Really I'm stumbling around in the dark a little with this. Instead I should be concentrating on the programs I've been looking forward to writing, or reading some of the more relevant literature surrounding the work that I'm supposed to be focussing on. But I can't let this little niggling interest go just yet.

What I am going to do though, is to skim read the intro-to-cognitive-linguistics book as quickly as I can (literally I don't want to take more than a few hours), then I plan to go to the lectures given on Cognitive Linguistics, so that I can get my overview from there rather than struggling through all the reading in something that might just be a wild goose chase.

There, so at least I'm being honest with what I'm doing in a day and facing up to what I need to do differently... this blog is turning out to be pretty useful for me in getting me more focussed and efficient in my work. Pretty tedious as blogs go, but I don't care - it's my blog and I'll use it best as I can.

But now my head hurts from thinking about robots that are conscious, modelling the world at multiple levels, ignoring the 'binding problem' (how do we go from the eye receiving lightwaves to seeing objects, with properties, that match concepts in our head), acknowledging ambiguity in human systems as we try to model them... enough for one day. Hopefully my brain cells will be more productively engaged tomorrow.

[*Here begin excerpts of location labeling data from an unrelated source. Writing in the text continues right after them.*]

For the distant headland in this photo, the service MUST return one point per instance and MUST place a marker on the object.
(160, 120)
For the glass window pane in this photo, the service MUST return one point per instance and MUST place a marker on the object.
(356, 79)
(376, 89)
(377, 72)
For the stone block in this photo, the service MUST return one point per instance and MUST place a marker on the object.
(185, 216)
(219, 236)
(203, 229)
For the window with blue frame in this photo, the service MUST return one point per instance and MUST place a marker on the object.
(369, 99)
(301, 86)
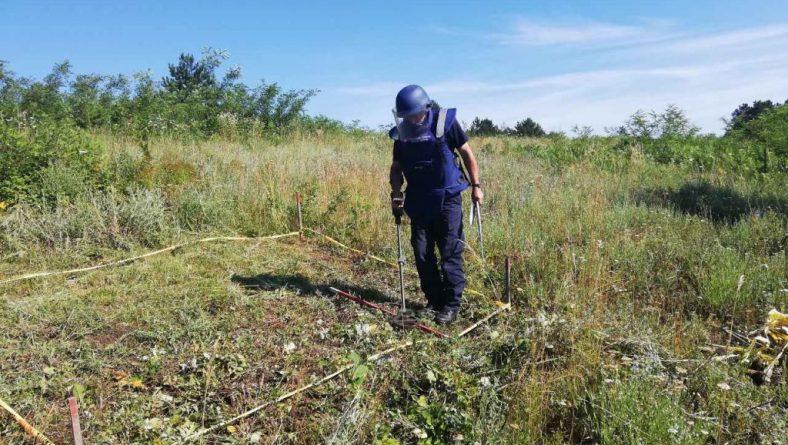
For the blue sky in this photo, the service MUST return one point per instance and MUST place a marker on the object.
(583, 62)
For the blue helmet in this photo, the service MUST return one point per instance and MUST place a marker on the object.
(411, 100)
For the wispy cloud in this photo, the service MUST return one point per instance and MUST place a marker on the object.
(530, 32)
(730, 40)
(707, 74)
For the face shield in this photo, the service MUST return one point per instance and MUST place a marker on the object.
(414, 128)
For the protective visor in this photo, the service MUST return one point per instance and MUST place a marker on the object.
(413, 132)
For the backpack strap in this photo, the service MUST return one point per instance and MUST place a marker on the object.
(440, 129)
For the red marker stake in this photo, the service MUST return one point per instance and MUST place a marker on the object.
(387, 311)
(73, 408)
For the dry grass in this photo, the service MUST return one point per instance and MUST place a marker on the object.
(621, 284)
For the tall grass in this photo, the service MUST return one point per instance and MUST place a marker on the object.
(625, 270)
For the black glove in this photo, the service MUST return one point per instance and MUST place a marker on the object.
(397, 206)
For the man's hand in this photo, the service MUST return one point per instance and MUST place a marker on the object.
(477, 195)
(397, 204)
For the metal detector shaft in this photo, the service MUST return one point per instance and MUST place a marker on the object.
(400, 262)
(479, 226)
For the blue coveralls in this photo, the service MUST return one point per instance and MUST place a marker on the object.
(433, 201)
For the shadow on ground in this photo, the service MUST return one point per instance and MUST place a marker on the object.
(305, 286)
(722, 205)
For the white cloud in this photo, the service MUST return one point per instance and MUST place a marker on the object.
(732, 40)
(707, 75)
(529, 32)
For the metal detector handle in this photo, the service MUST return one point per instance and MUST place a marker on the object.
(478, 209)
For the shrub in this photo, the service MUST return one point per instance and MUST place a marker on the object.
(31, 153)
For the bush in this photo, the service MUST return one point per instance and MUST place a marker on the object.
(43, 158)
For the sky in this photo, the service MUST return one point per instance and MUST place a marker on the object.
(561, 63)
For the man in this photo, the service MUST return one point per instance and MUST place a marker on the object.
(426, 139)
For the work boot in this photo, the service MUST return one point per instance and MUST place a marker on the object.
(427, 311)
(447, 315)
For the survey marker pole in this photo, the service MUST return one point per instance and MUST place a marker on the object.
(400, 263)
(300, 217)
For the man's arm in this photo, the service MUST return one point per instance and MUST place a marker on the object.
(396, 180)
(472, 167)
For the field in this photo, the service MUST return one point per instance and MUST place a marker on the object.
(631, 280)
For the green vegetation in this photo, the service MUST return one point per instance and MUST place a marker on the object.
(634, 257)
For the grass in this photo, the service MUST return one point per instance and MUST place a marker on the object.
(626, 273)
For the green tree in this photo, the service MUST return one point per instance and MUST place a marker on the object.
(673, 122)
(746, 112)
(529, 128)
(483, 127)
(189, 75)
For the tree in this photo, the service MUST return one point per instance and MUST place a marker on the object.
(483, 127)
(528, 128)
(745, 113)
(190, 75)
(672, 122)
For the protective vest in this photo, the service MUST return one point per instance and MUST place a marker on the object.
(429, 165)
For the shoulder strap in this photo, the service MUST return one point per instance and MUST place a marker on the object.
(441, 127)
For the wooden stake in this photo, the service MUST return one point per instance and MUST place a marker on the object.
(507, 274)
(29, 429)
(74, 409)
(300, 217)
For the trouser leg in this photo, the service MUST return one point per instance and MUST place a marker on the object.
(450, 241)
(423, 242)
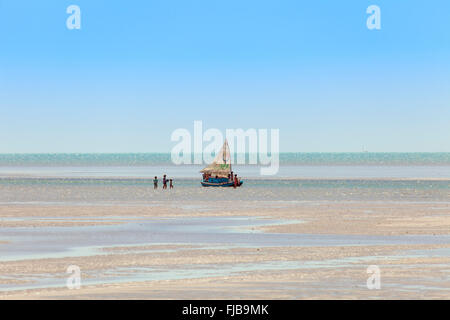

Plans for this week's work

After the unexpected but exciting 'snow day' off yesterday, I now have 4 days ahead officially (and 2 unofficially) to plan work for. If I actually put this plan somewhere public rather than hiding it on the whiteboard behind my desk I might actually stick to it...! So this week I want to:

  • Revive the emergence Java program I wrote at the end of last term
  • Add the results of my Music Spin survey into my LISP program and get some music out of it? (probably that won't happen this week...)
  • Do a little reading into cognitive linguistics-type content - particularly to skim through the rest of the Fauconnier and Turner book and to learn about Image schemas
  • Clear 5 papers from my to-read pile (prob just reading abstracts and updating my Bibtex notes for future)
  • Have a quick read through the chapter of the book my supervisor is writing, see what I think
  • Read Chris's paper (Chris is who I share an office with) - probably too late now to give him feedback on what he's written before the deadline but still would be good to read it
  • Read 2 articles from the Synth Secrets series
  • A bit of Cope reading?

Also, non-DPhil related:

  • Talk with Chris about the seminars we want to set up
  • approach more people about setting up communication across departments (that reminds me, should reply to Stefan's email!)
  • CDEC marking
  • work for rc
  • Go through and get deadlines for the funding opportunities I've identified (or send off for application forms if necessary)

Phew that should keep me busy. Lets see if putting this online helps me achieve more. I'll print this post off now and stick it up by my desk.